After King’s death, Dr. Harding became the first director of what was then the Martin Luther King Jr. Memorial Center and then led the Institute of the Black World, both in Atlanta. In 1974, Dr. Harding moved to Philadelphia to teach at Temple University and later the University of Pennsylvania. He joined the faculty of Denver’s Iliff School of Theology in 1981.

He wrote or edited more than 20 books, including “The Other American Revolution” (1980), “There Is a River: The Black Struggle for Freedom in America” (1981) and “Martin Luther King: The Inconvenient Hero” (1996).

In the 1970s and 1980s, Dr. Harding was a prominent voice in an often-heated debate over the purpose and direction of black studies courses. Although he had been educated at mixed-race or predominantly white institutions from high school through graduate school, Dr. Harding advocated a form of racial separatism in education, at least for a while.

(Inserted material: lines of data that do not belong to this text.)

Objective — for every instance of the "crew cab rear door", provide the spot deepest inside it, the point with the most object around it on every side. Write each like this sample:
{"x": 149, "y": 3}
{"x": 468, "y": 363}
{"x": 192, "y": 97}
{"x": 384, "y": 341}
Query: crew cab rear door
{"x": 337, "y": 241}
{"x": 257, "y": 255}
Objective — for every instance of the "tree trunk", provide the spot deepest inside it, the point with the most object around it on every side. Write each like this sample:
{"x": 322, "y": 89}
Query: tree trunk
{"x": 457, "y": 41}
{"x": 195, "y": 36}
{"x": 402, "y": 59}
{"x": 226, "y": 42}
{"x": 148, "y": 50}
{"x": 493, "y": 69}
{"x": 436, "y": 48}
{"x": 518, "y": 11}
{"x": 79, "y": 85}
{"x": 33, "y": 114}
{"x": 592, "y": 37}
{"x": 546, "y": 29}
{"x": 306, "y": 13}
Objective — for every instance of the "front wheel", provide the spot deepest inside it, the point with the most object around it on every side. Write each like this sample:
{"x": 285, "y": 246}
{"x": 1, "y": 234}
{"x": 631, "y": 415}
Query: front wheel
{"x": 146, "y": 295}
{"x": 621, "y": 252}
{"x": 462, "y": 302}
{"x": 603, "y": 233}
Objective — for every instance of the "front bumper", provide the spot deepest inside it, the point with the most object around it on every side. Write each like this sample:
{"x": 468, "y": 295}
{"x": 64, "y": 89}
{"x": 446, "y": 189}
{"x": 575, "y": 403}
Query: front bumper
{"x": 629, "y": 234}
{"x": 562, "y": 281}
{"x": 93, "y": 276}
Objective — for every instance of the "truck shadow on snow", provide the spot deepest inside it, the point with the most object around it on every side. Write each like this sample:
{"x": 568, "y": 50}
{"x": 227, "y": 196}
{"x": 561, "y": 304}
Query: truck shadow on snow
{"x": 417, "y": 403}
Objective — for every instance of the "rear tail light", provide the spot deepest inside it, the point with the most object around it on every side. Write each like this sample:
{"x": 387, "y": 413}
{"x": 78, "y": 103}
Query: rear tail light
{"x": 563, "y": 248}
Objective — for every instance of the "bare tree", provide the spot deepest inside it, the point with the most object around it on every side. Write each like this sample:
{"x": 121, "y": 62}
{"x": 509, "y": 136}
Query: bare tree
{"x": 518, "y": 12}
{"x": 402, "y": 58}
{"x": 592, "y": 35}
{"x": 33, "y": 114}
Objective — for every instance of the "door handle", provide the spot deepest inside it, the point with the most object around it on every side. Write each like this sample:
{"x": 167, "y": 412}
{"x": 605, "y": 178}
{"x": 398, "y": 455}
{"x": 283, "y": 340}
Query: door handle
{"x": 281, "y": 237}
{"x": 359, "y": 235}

“Those who have colonized us for 300 years are essentially unqualified to educate our children,” he wrote in the Times in 1970.

Dr. Harding believed African American communities should develop “alternatives to white public and private education” and “the means to keep these black experiments in educational creativity under the control of the black community.”

Other scholars, both black and white, criticized his views as polarizing and academically unsound.

It would be “a very serious error,” Michael R. Winston, director of Howard University’s Moorland-Spingarn Research Center, told The Washington Post in 1982, to believe “there’s no room for conventional scholarship in black studies.”